Words have always been my strength, and I don't feel comfortable in my life when I'm not writing something. There've been times when I have been limited in my ability to write because of physical limitations. For me, it is like being without mental oxygen, like being a beached whale, a dolphin without fins.

So, is writing my purpose?

Indeed, at least in part, but I also discovered this other creative pursuit, this hobby, called scrapbooking, which involves writing, but it also involves colors, textures, design, all those things that intrigued and attracted me to fashion so many years ago. When I think about my purpose, what sounds a bell with resounding clarity it creativity. I'm a deeply creative person, and I believe that creativity heals, rejuvenates, makes us human beings better, heartier, healthier, happier.

My purpose, in some as yet undetermined fashion, is to promote, teach, encourage, inspire creativity.

I'm practicing creativity myself on a daily basis. Living can be creative if you're paying attention and not just plodding along. Life is to be experienced openly. I try to open myself to new discoveries, new learning, every day. I've become, as forty approaches, aware of how fleeting life can be. Already, age and its resulting gravity have begun to sink into my consciousness. I don't have the time I used to think I had to decide. Living is for now.

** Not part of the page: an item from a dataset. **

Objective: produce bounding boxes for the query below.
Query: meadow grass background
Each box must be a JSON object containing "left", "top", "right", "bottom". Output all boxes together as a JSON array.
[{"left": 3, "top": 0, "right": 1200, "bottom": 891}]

I know that living creatively, continuing to play with color and design in the form of adhering pictures to cardstock and telling the accompanying story, continuing to write every chance I get and hone my craft, these are the daily work of finding my purpose and manifesting it in my life. The Universe is grand and open and full of opportunities. I know I am on the right path, and I can hardly wait to see just where it takes me.

Another Celebration

Not only am I on the brink of celebrating my birthday, today is the 18th anniversary of my friendship with Jill. Through so many years, so many joys and sorrows, so much of living, you have been an anchor and delightful companion. I love you, Jill. How lucky I am to have you as my best friend, my true sister. Happy Friendship Anniversary!